Seguire le rigide (e folli) regole di un imam che ti conduce verso la radicalizzazione o essere libero di vivere senza doversi sentire incolpa di dare la mano a una donna o di non praticare la preghiera proprio nell'ora esatta?

Il destino di Ahmed, anzi di Le Jeune Ahmed (questo il titolo originale, nella versione italiana L'età giovane), è al bivio tra gli ideali di purezza professati dal suo imam e i richiami alla vita.

Presentato ad Alice nella città, il film dei fratelli Dardenne ha vinto il premio miglior regia allo scorso festival di Cannes e uscirà in sala il 31 ottobre distribuito da Bim.

"Non abbiamo scelto di trattare il tema della radicalizzazione, ma ci siamo interessati ad osservare un giovane personaggio e a capire come possa deradicalizzarsi. Il motore di questa storia sono stati gli attentati in Belgio, Tunisia e Marocco", dicono i due registi belgi.

Gran parte della storia è infatti ambientata in un centro dove vari operatori del settore dalla psicologa all'assistente sociale fino al giudice fanno di tutto per aiutare questo ragazzo. Ma al di fuori c'è anche la mamma e la sua maestra che cercano in ogni modo di rinsavirlo dai dettami estremisti praticati dall'imam che lui segue.

"Lui è circondato da persone che  cercano di scalfire e ad entrare in comunicazione con il suo nocciolo duro e misterioso. Eppure lui resiste. Malgrado l'atteggiamento benevolo e accogliente da parte di tutti quelli che lo circondano- spiegano-. Ha una famiglia che considera impura perché tale la considera l'imam: un fratello che preferisce andare a giocare a calcio piuttosto che pregare e una madre che ogni tanto beve e questo per la sua religione è impensabile. Ha fatto questa scelta senza un motivo apparente. Una scelta che però deriva da ragioni profonde. Di fatto è un ragazzo pronto ad uccidere la sua professoressa in nome dei suoi convincimenti religiosi".

Dietro c'è stato da parte dei fratelli Dardenne un grande lavoro di ricerca sui metodi con i quali si cerca di dericalizzare i giovani. Siete ottimisti su questa possibilità o no?

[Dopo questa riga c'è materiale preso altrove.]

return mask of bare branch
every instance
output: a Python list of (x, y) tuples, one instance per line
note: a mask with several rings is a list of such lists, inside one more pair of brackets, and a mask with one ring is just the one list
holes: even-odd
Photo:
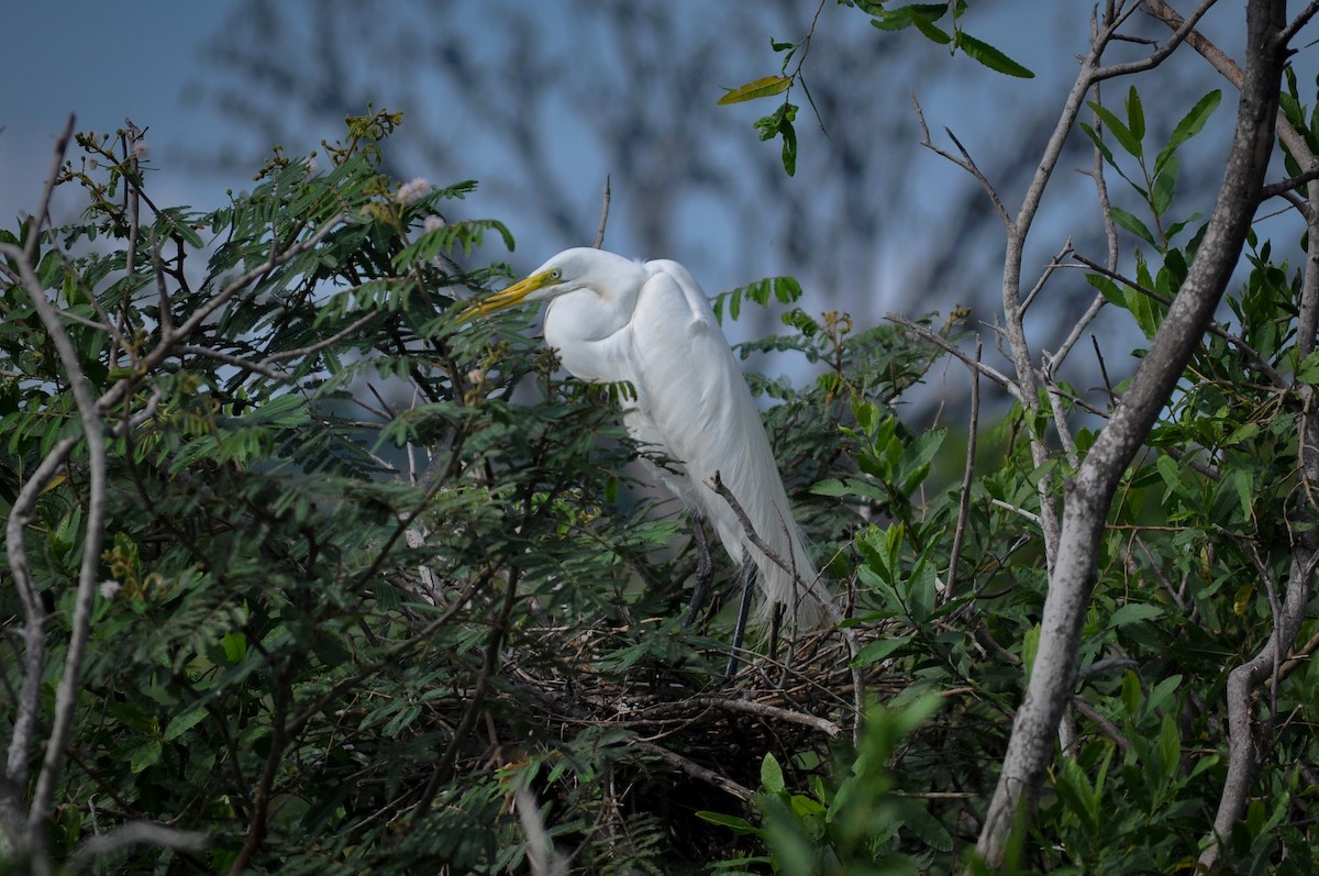
[[(980, 363), (981, 340), (976, 338), (975, 361)], [(971, 369), (971, 425), (967, 427), (967, 464), (962, 471), (962, 497), (958, 500), (958, 525), (952, 533), (952, 550), (948, 553), (948, 577), (942, 602), (948, 602), (956, 592), (958, 558), (967, 537), (967, 517), (971, 513), (971, 480), (976, 467), (976, 443), (980, 435), (980, 372)]]
[(74, 136), (74, 115), (69, 113), (69, 121), (65, 123), (65, 129), (59, 132), (55, 137), (54, 154), (50, 158), (50, 174), (46, 177), (46, 187), (41, 190), (41, 204), (37, 207), (37, 215), (32, 223), (30, 236), (28, 237), (28, 245), (24, 247), (24, 259), (30, 264), (33, 259), (37, 257), (37, 240), (41, 237), (41, 226), (46, 224), (50, 219), (50, 195), (55, 191), (57, 181), (59, 179), (59, 165), (65, 162), (65, 153), (69, 152), (69, 140)]
[(604, 226), (609, 222), (609, 177), (604, 177), (604, 198), (600, 204), (600, 227), (595, 232), (595, 248), (604, 245)]
[[(58, 162), (57, 162), (58, 164)], [(82, 563), (78, 570), (78, 591), (74, 599), (74, 616), (70, 624), (69, 648), (65, 654), (65, 670), (55, 690), (55, 711), (51, 720), (50, 736), (46, 740), (46, 753), (42, 760), (41, 773), (37, 777), (37, 786), (33, 793), (32, 806), (28, 810), (28, 829), (36, 838), (44, 831), (46, 818), (54, 802), (55, 784), (65, 761), (65, 745), (69, 743), (69, 734), (73, 728), (74, 711), (78, 701), (78, 686), (82, 682), (82, 661), (87, 648), (90, 633), (92, 595), (96, 587), (96, 571), (100, 563), (100, 542), (103, 537), (103, 522), (106, 515), (106, 435), (104, 423), (96, 409), (96, 400), (91, 394), (87, 376), (83, 373), (69, 332), (59, 322), (59, 313), (50, 299), (46, 298), (41, 280), (33, 270), (26, 252), (12, 244), (0, 244), (0, 253), (13, 259), (22, 277), (24, 289), (32, 301), (37, 315), (41, 318), (46, 334), (50, 336), (59, 355), (59, 361), (69, 376), (69, 387), (73, 389), (78, 414), (82, 420), (83, 439), (87, 442), (90, 483), (87, 497), (87, 537), (83, 542)], [(22, 533), (17, 533), (18, 541)], [(13, 749), (11, 748), (11, 755)]]
[[(1204, 240), (1148, 355), (1141, 360), (1130, 388), (1068, 488), (1058, 562), (1050, 570), (1034, 672), (1013, 720), (1002, 773), (977, 843), (979, 854), (991, 865), (1002, 861), (1013, 825), (1020, 813), (1033, 806), (1037, 789), (1053, 760), (1053, 737), (1070, 701), (1078, 641), (1096, 580), (1099, 549), (1117, 484), (1149, 435), (1159, 410), (1181, 379), (1191, 351), (1212, 319), (1249, 231), (1272, 152), (1273, 120), (1278, 112), (1278, 90), (1286, 53), (1286, 47), (1277, 41), (1277, 21), (1282, 9), (1285, 4), (1281, 0), (1249, 3), (1246, 45), (1252, 46), (1252, 57), (1242, 82), (1223, 187)], [(1186, 32), (1190, 32), (1190, 26)], [(1096, 59), (1092, 50), (1087, 66)], [(1083, 71), (1082, 79), (1084, 78)], [(1075, 96), (1075, 90), (1072, 94)], [(1049, 166), (1047, 160), (1041, 164), (1041, 168), (1045, 166)], [(1020, 241), (1012, 243), (1020, 245)], [(1008, 280), (1012, 278), (1009, 272)], [(1009, 310), (1009, 330), (1010, 319)], [(1022, 389), (1026, 391), (1024, 375), (1022, 381)]]
[(915, 107), (915, 117), (921, 123), (921, 145), (929, 149), (930, 152), (935, 153), (936, 156), (947, 158), (952, 164), (958, 165), (963, 170), (969, 173), (972, 177), (975, 177), (976, 182), (980, 183), (980, 187), (985, 190), (987, 195), (989, 195), (989, 202), (993, 204), (995, 211), (998, 214), (998, 219), (1002, 220), (1004, 226), (1010, 227), (1012, 218), (1008, 215), (1008, 208), (1002, 206), (1002, 201), (998, 198), (998, 193), (995, 190), (993, 183), (991, 183), (989, 179), (984, 175), (984, 173), (980, 172), (980, 168), (976, 166), (976, 162), (971, 158), (971, 154), (966, 150), (962, 142), (959, 142), (958, 139), (952, 136), (952, 132), (948, 128), (944, 128), (943, 132), (948, 135), (948, 139), (952, 140), (955, 146), (958, 146), (958, 152), (962, 153), (962, 156), (960, 157), (954, 156), (946, 149), (940, 149), (939, 146), (934, 145), (934, 141), (930, 139), (930, 128), (925, 123), (925, 110), (921, 108), (921, 102), (917, 100), (915, 94), (911, 95), (911, 104)]
[(984, 364), (983, 361), (980, 361), (979, 358), (972, 358), (968, 352), (966, 352), (964, 350), (962, 350), (962, 347), (959, 347), (958, 344), (952, 343), (951, 340), (948, 340), (947, 338), (944, 338), (939, 332), (931, 331), (926, 326), (922, 326), (919, 323), (911, 322), (906, 317), (901, 317), (898, 314), (892, 314), (890, 313), (890, 314), (885, 315), (884, 318), (886, 321), (892, 322), (892, 323), (902, 326), (904, 328), (906, 328), (911, 334), (917, 335), (922, 340), (927, 340), (929, 343), (936, 346), (939, 350), (943, 350), (944, 352), (948, 352), (948, 354), (956, 356), (973, 373), (984, 375), (989, 380), (995, 381), (995, 384), (997, 384), (1001, 389), (1004, 389), (1013, 398), (1016, 398), (1017, 401), (1025, 404), (1025, 401), (1022, 398), (1021, 388), (1017, 387), (1017, 384), (1013, 383), (1013, 380), (1010, 377), (1008, 377), (1006, 375), (1004, 375), (1001, 371), (996, 371), (995, 368), (991, 368), (989, 365)]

"Non possiamo dare una risposta a questa domanda perché sarebbe pretenzioso e arrogante da parte nostra. Ci sono professionisti che fanno questo lavoro e che potrebbero rispondere su questo argomento".

Protagonista assoluto del film è appunto il giovane Ahmed interpretato da Idir Ben Addi. "All'inizio avevamo ipotizzato di dare la parte a uno più grande, ma poi abbiamo scelto un ragazzino tra l'infanzia e l'adolescenza proprio per farlo muovere verso la deradicalizzazione. Lo abbiamo selezionato dopo aver visto più o meno 120-150ragazzini. Ci è sembrato la persona più giusta in grado di portare sulle sue spalle il personaggio di Ahmed: aveva talento, senso del ritmo, un volto e un corpo di un ragazzino che non ha le stigmate della violenza, al contrario sembra un piccolo intellettuale".

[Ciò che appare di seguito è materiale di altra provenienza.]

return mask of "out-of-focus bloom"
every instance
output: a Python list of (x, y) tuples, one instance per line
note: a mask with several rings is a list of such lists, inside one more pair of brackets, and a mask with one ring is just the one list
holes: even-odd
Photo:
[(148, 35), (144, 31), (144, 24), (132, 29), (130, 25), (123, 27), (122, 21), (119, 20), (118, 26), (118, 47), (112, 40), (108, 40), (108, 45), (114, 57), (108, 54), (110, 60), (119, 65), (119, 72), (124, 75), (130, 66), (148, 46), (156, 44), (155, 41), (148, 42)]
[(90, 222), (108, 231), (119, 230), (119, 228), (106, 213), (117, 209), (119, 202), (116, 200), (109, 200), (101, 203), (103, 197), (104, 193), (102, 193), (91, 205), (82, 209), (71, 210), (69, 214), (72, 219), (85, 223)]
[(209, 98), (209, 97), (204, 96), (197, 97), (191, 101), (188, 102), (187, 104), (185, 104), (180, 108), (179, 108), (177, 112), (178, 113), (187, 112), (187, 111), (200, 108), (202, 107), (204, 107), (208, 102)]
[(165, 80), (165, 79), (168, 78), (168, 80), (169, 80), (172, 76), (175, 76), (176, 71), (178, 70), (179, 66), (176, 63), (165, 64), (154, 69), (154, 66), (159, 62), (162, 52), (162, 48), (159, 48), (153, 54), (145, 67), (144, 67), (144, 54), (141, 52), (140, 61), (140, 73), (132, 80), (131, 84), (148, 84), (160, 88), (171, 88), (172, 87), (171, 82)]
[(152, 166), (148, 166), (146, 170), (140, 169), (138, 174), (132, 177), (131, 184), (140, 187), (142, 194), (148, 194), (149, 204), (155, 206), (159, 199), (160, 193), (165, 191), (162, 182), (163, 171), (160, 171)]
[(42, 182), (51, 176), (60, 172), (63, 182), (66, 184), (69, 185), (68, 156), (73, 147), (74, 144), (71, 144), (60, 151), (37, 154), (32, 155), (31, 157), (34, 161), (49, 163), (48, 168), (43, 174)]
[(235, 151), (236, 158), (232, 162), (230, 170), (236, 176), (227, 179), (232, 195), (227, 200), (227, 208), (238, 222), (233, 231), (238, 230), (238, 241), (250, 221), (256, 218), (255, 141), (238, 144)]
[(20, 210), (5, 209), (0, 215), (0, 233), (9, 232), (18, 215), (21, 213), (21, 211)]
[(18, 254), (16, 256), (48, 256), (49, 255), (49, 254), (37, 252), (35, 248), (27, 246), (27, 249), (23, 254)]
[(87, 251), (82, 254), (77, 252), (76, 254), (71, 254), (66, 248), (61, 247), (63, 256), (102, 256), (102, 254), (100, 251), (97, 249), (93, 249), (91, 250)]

La storia è comunque quella di una serie di tentativi infruttuosi compiuti da vari personaggi per dissuadere il giovane fanatico Ahmed. La società belga davvero è così accogliente e poco respingente verso queste situazioni?

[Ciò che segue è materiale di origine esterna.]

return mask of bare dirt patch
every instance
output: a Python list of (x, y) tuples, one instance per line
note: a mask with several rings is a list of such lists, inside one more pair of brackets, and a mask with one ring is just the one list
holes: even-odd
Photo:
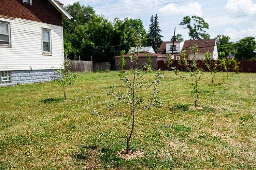
[(122, 151), (117, 155), (120, 156), (123, 159), (128, 160), (130, 159), (139, 159), (144, 155), (144, 152), (140, 151), (136, 151), (135, 152), (130, 152), (129, 155), (126, 154), (126, 151), (125, 150)]
[(202, 107), (196, 107), (195, 106), (192, 106), (189, 108), (189, 110), (195, 110), (195, 109), (203, 109)]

"Il cinema non è la realtà. E lo spettatore si posiziona in qualche modo a metà strada, guardando la società attraverso un film. Tutto ruota intorno al quesito: esiste la possibilità di uscire dalla radicalizzazione o no? L'adolescenza è una fascia d'età che sta nel mezzo tra purezza e impurezza". 

Persino Youssouf, l'imam della moschea integralista, il seduttore che ha captato l'energia degli ideali adolescenziali per canalizzarla e metterla al servizio della purezza e dell'odio nei confronti dell'impurità, persino lui, il precettore, rimane sorpreso dalla determinazione del suo discepolo.

Ma quanto è importante il ruolo di questi imam che talvolta sono dei cattivi maestri. 

"In Belgio ci sono molti di questi imam che vengono dall'Arabia Saudita e hanno una posizione estremista nell'interpretazione del Corano e cercano di trasmetterla ai ragazzi. Alcuni dicono che la società occidentale è l'Inferno. Un mio amico per esempio ha dovuto ritirare suo figlio di dieci anni dal corso di lingua araba in Moschea. Va detto che c'è anche una presa di coscienza da parte di imam non radicali e molti di questi in Belgio si esprimono in modo chiaro contro il fanatismo".